# Probability of arbitary sentences to be 1

Hi everyone,

I have a doubt in one of the lectures where the professor says that the sum of probabilities for all the sentences of arbitrary length should be equal to 1.

Could someone explain intuitively why would be expecting this?

Sum of probability is always equal to 1, no ?

For example, for a particular coin, we can’t say that it has a probability of getting a head 60% (0.6) and getting tails 50% (0.5). This would be make it 110% (1.1)

Its either

• Head 60%, tails 40%, or

The overall sum should always be equal to 100% or 1

If I understand correctly, Shubham is asking how including </s> token changes things so that probabilities of all sentence lengths sum to one.

When I was doing the course, I had the same question. For me, actual numbers are more intuitive, so I’ll try to explain it with them.

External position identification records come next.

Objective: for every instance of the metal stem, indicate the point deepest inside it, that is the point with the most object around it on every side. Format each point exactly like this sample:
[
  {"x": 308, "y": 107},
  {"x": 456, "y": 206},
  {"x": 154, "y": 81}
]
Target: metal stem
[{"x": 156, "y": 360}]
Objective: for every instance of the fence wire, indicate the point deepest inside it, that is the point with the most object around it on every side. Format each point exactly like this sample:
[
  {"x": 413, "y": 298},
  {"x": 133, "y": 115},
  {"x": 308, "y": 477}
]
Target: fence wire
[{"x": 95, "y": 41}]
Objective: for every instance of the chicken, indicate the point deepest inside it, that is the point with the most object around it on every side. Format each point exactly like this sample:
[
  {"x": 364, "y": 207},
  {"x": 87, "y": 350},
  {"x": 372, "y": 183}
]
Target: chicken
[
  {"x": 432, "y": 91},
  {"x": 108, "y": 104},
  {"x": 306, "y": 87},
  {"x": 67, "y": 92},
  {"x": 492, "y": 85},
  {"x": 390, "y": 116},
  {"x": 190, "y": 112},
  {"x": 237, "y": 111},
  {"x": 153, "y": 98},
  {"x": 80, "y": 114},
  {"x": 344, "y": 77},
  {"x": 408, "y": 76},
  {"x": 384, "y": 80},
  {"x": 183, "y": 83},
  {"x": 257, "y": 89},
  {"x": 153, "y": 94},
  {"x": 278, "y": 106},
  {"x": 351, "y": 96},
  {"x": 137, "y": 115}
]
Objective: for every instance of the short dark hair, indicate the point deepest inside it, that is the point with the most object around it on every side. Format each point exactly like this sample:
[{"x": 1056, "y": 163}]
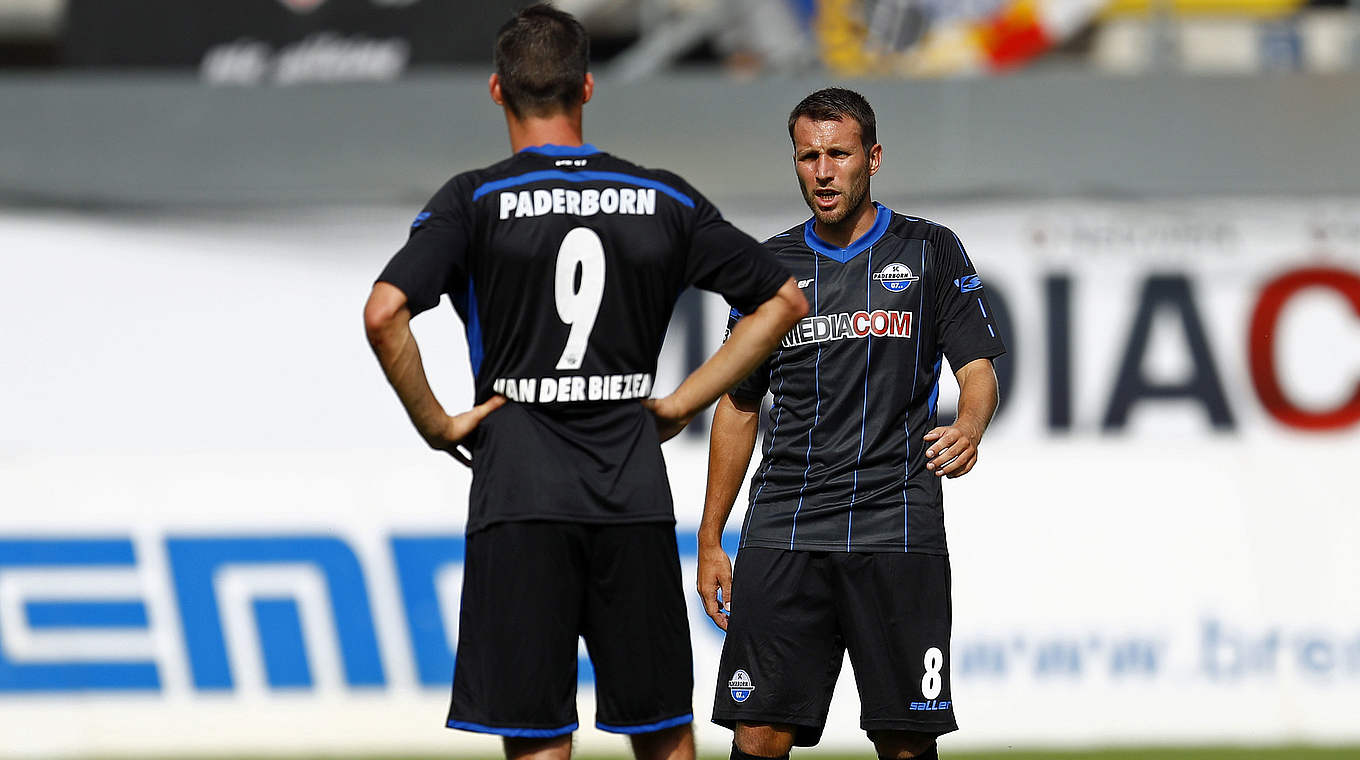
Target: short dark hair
[
  {"x": 838, "y": 104},
  {"x": 541, "y": 57}
]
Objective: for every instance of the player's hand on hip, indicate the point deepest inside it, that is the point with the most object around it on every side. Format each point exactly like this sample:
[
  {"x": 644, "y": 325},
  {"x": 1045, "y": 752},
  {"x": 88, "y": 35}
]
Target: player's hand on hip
[
  {"x": 952, "y": 450},
  {"x": 668, "y": 416},
  {"x": 457, "y": 427},
  {"x": 714, "y": 577}
]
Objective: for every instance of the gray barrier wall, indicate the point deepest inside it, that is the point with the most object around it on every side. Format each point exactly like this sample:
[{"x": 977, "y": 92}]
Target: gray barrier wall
[{"x": 155, "y": 140}]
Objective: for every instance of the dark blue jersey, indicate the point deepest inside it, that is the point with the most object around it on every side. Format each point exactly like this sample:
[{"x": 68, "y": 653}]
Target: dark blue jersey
[
  {"x": 856, "y": 384},
  {"x": 565, "y": 265}
]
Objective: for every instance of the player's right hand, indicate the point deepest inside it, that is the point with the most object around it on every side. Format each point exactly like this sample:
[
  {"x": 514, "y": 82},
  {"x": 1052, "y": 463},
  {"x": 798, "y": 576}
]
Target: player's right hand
[
  {"x": 714, "y": 578},
  {"x": 457, "y": 427}
]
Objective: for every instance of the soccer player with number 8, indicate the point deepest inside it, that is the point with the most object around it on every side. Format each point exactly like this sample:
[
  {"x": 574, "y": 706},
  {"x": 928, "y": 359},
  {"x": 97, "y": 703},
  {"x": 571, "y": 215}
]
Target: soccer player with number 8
[
  {"x": 565, "y": 263},
  {"x": 843, "y": 544}
]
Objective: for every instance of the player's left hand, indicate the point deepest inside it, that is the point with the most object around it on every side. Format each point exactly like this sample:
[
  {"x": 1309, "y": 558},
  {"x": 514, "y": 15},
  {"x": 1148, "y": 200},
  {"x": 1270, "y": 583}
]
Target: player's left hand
[
  {"x": 952, "y": 449},
  {"x": 453, "y": 430},
  {"x": 668, "y": 418}
]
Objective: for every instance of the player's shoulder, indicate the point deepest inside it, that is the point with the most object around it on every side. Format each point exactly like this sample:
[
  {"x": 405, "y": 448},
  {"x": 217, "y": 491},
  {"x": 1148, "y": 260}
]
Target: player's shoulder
[
  {"x": 907, "y": 227},
  {"x": 667, "y": 181},
  {"x": 788, "y": 242},
  {"x": 463, "y": 186}
]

Let’s consider all the possible 2-“word” and 3-“word” sentences that can be constructed from the letters ‘a’ and ‘b’ (a very simple language ):

Here, on the left side, you can see that when we don’t have a </s> token, probabilities sum to 1 for each length, but not overall. On the right side, with the inclusion of the </s> token, the probabilities of 2-word and 3-word sentences sum to 0.38.
Note: here:
p(aa)=p(a|<s>) * p(a|a) = 0.5 * 0.5 = 0.25 # without </s>
p(aa)=p(a|<s>) * p(a|a) * p(</s>|a) = 0.5 * 0.3125 * 0.375 = ~0.06 # with </s>

I don’t have a formal proof that all lengths (including 4, 5, … million, … \infty) of sentences would sum to 1, but you can get an intuitive understanding by extending the sentences to 4 words:

Now, the probability without the </s> token is 3, while with the </s> token, the probability is 0.46 - it increased slightly. So, intuitively, you can expect a decaying increase for all sentences lengths (up to infinity).

I hope that helps

1 Like

Thanks @arvyzukai. I misunderstood what was asked here. Thanks for jumping in and providing all this information!